4 Gedanken zu “„Focus“: E-Sport und Verbotsdebatte (Update)

  1. Der aktuelle Stern Nr. 32 vom 04.08.16 enthält einen interessanten Artikel über Ego-Shooter.
    Titel: „Unter Beschuss. Nach dem Massaker in München kamen Ego-Shooter erneut in Verdacht, solche Spiele könnten den Täter zur Gewalt animiert haben. Doch die Forschung zeigt andere Wurzeln des aggresisven Verhaltens.“
    Zusammenfasssung: Es werden u.a. Mitglieder eines Counter Strike Clans vorgestellt (alle über 30 Jahre alt), die etwas über ihr Hobby berichten. Danach wird ganz grob auf die Geschichte der „Killerspiele“ eingegangen (Schlagworte: „Death Race“, „digitales Gift“).
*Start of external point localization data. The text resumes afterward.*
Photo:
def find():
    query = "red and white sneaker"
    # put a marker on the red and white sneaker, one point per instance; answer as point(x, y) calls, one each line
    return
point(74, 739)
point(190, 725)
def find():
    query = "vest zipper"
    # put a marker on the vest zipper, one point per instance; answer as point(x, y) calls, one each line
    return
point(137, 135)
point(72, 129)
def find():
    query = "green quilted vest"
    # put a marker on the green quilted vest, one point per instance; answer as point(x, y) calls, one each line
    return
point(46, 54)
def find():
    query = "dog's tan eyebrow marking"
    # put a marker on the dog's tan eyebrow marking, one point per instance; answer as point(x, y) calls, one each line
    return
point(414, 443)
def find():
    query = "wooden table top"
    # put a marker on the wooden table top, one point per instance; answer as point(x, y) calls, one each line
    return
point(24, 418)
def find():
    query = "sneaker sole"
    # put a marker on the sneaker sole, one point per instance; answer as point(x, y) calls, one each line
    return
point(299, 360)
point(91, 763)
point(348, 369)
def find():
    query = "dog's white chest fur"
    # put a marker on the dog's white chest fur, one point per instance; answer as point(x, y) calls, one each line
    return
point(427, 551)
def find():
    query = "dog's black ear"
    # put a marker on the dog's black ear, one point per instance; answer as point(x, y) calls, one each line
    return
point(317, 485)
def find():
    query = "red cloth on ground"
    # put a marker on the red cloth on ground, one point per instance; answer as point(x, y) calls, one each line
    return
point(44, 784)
    Als Experte wird zudem der Sozialpsychologe Tobias Greitmeyer von der Uni Innsbruck interviewt. Seine Thesen sind kurz zusammengefasst:
    a) „Wer agressive Computerspiele spielt, wird von der Tendenz her etwas aggressiver.“
    b) „Die Tötungsabsicht [der Gewalttäter] kommt vor den Spielen auf.“
    c) zum Verbot von Ego-Shootern: „Solche Spiele machen keine Killer.“

    Fazit: Ein wohltuend ausgegeschlichener Artikel, der sich vom beinahe hysterischen Aktionismus einschlägiger Politiker und „Experten“ abhebt.